川崎病は主に4歳以下にみられる血管炎で、多彩な症状を示します。治療が何日も遅れると、心臓の血管に後遺症を残しやすくなるので要注意です。

「でも、川崎病はアッペやインバギほど急ぎませんよね?夜中に見つけても、次の朝に診断してもあまり変わらないのでは?」

と、つっこみを入れたかったのですが、上司は怖いので黙っていました。

実際に川崎病は見逃されやすいのは確かです。特に小さい子が内科にかかったとき、診断が遅れがちになるようです。症状がわかりにくいこともあり、小児科医でもよく迷う病気ですから。

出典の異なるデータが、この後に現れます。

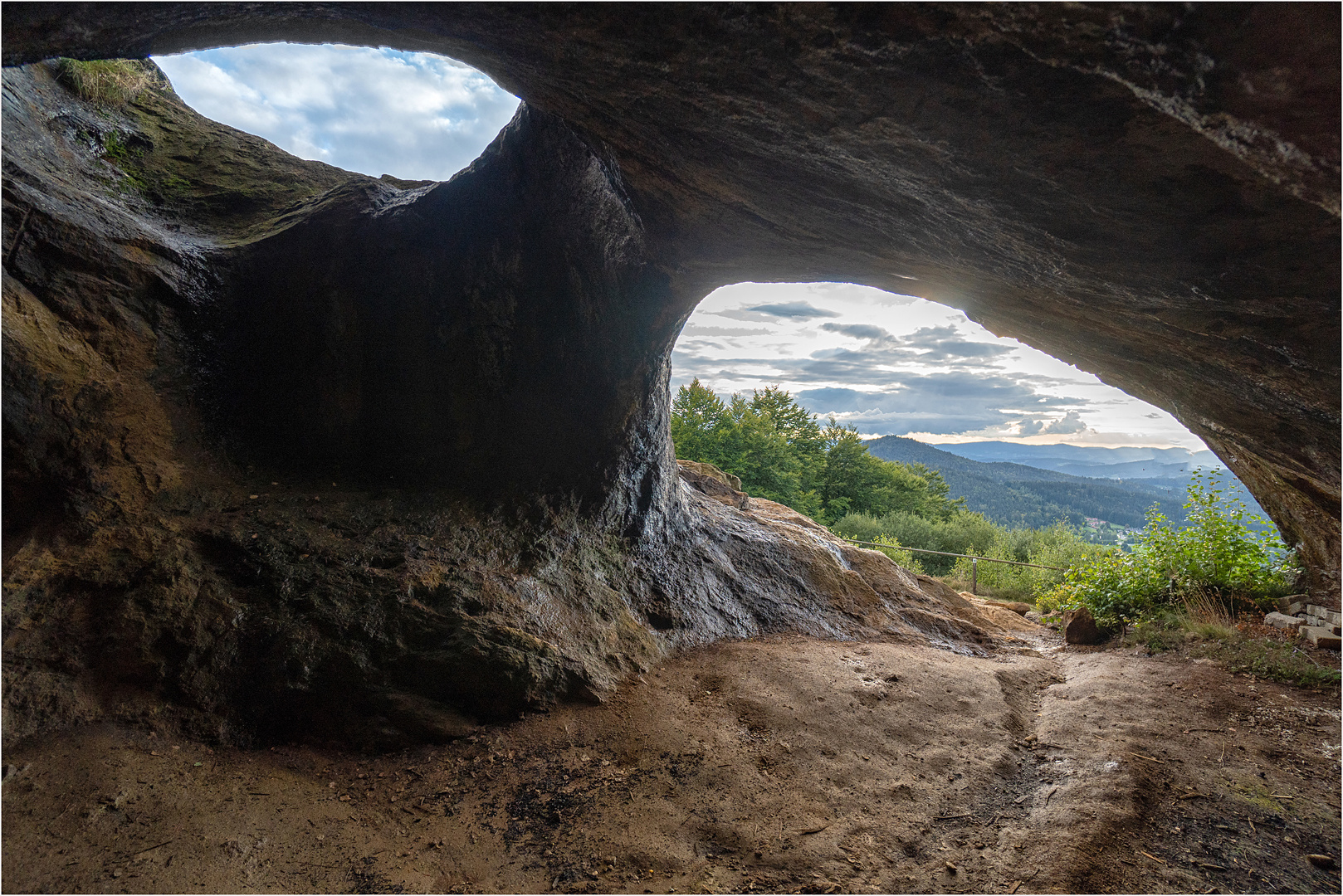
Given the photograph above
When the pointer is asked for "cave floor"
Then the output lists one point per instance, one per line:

*虫垂炎(Appendicitis→通称「アッペ」)

**腸重積(Invagination→通称「インバギ」)

 

子どもを診てくれる内科もあるよね?

 

そう、開業の内科では、しばしば小児の診療も行っています。何歳から診るかは個々の医師が決めていて、特に資格や経験によって制限されるものでもありません。だから小児科医が内科小児科として開業することもあります。こうした医療機関は、主に経営上の理由で業務を専門外に広げているようです。患者さんやご家族も、その点は念頭においておいたほうがよいと思います。

 

中学生までは小児科が基本ですが・・・

 

もちろん小児診療が得意な内科もあります。家族で同じ医療機関にかかることができれば便利でいいですよね。でも小児診療が得意でない内科の話も聞きます。そして、子どもを任せられる内科かどうかを、保護者の方が見分けるのは難しいですよね?

 

一つの傾向として、小児診療が得意でない医療機関の多くは、子どもを診ることに慣れていません。つまり、どこかに別の医療機関があって、たいていの人がそちらに子どもを連れて行っているのです。したがって近隣の評判は参考にしてみてください。

 

とはいっても、「よいともよくないとも言えない」という結論が出ることもあると思います。そこで専門性と利便性の妥協点をとるならば、少なくとも幼児までは小児科、小学生(できれば高学年)からは内科でいかがでしょう。子どもに多い病気、発達・予防接種の相談などは、ほぼ年齢がひと桁のうちに起きてきます。小学生が内科で大人同様の治療を受けて問題が生じた例も経験しないでもないですが、乳幼児ほど深刻な事態にはなりにくいので。

 

家庭医がいればいいのに!

 

 

海外には家族全員を診る家庭医制度を持つ国もあります。家族みんなを任せられれば、体質や親子での感染症も把握できていいですよね。日本も早くそういう「家庭医」を育成できるといいと思います。残念ながら今は、幅広い年齢の初期対応をこなせる医師は少ないようです。これから医師が増えたら、専門医ばかりでなく家庭医になる人も多くなるでしょうか。ともかくそれまでは、患者さんやご家族が、どこへかかるかを判断しなくてはいけないようです。

 

医学が進歩して細かくなるにつれて、「餅は餅屋」傾向も強くなっています。小児科の中でも専門に分かれていて、「どの領域の最新知見にも通じている医師」はいないようです。同じ人に診てもらえれば安心だけど、見落としは避けたいところ。今後はますます診療の連携が大切になりそうです。